China’s strong gun controls mean that fatal shootings are rare, and many citizens support the laws to keep it that way. But there has been a growing debate over the legal definition of a firearm. Experts say that China’s regulations — which ban buying, selling or owning weapons above a very low threshold of force — are vague and hard for laypeople, even judges, to understand. The result, critics say, is that unsuspecting buyers of compressed-air and spring-powered toys are turned into criminals.
China’s gun control law of 1996 states that to be legally classified as a gun, a weapon has to be capable of killing someone or knocking them unconscious. But in 2010, the Chinese Ministry of Public Security imposed far stricter rules that in effect defined many toys as illegal guns. Under the rules, a toy gun that fires a projectile with enough force to tear a sheet of newspaper — far short of lethal or dangerous force — can be considered a gun, according to lawyers.
In a study published in 2019, investigators from China’s Public Security University found that nearly all of a random sample of 229 replica guns bought online would be classified as illegal under the 2010 rules.
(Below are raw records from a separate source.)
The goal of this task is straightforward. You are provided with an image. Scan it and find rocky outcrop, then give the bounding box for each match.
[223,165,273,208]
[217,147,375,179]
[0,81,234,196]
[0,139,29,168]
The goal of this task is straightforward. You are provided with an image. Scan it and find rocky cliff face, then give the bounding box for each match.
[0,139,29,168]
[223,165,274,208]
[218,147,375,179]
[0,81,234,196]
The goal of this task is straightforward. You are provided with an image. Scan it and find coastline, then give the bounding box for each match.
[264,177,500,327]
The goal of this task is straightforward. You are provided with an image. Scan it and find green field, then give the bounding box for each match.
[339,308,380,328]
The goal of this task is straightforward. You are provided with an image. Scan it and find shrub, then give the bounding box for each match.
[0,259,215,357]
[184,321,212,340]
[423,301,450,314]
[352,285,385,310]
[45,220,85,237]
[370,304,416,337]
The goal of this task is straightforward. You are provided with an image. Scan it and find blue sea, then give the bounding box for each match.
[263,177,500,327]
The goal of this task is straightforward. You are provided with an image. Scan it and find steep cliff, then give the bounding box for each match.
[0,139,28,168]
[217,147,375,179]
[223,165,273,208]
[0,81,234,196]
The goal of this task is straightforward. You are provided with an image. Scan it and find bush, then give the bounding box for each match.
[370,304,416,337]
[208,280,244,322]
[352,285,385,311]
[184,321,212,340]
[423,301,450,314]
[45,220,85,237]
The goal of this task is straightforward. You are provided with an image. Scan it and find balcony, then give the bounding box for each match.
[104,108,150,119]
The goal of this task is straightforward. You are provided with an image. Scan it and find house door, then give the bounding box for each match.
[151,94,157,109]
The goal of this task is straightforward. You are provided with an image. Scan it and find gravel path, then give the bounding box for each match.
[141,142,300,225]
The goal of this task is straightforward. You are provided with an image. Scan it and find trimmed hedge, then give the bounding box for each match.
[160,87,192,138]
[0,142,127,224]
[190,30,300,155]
“These toy guns are openly sold in Hong Kong, but in the mainland they’re treated as weapons and ammunition,” said Wang Jinzhong, whose son was sentenced to life imprisonment in Hebei Province, northern China, in 2016, for owning 16 replicas that the police deemed illegal.
“Frankly, there are many things more dangerous than these toys,” said Mr. Wang, who has petitioned judges and officials for his son, Wang Yinpeng, 37, to be released. “This really is a human rights disaster for China.”
Chinese regulators have demanded over the years that Alibaba be more proactive about stopping various kinds of illegal goods from being sold on its digital bazaars. In 2015, the country’s market watchdog accused the company of turning a blind eye to sales of fake alcohol and cigarettes, knockoff designer bags and “items that endanger public safety,” such as certain knives. Alibaba called the regulator’s findings “flawed” and filed a complaint.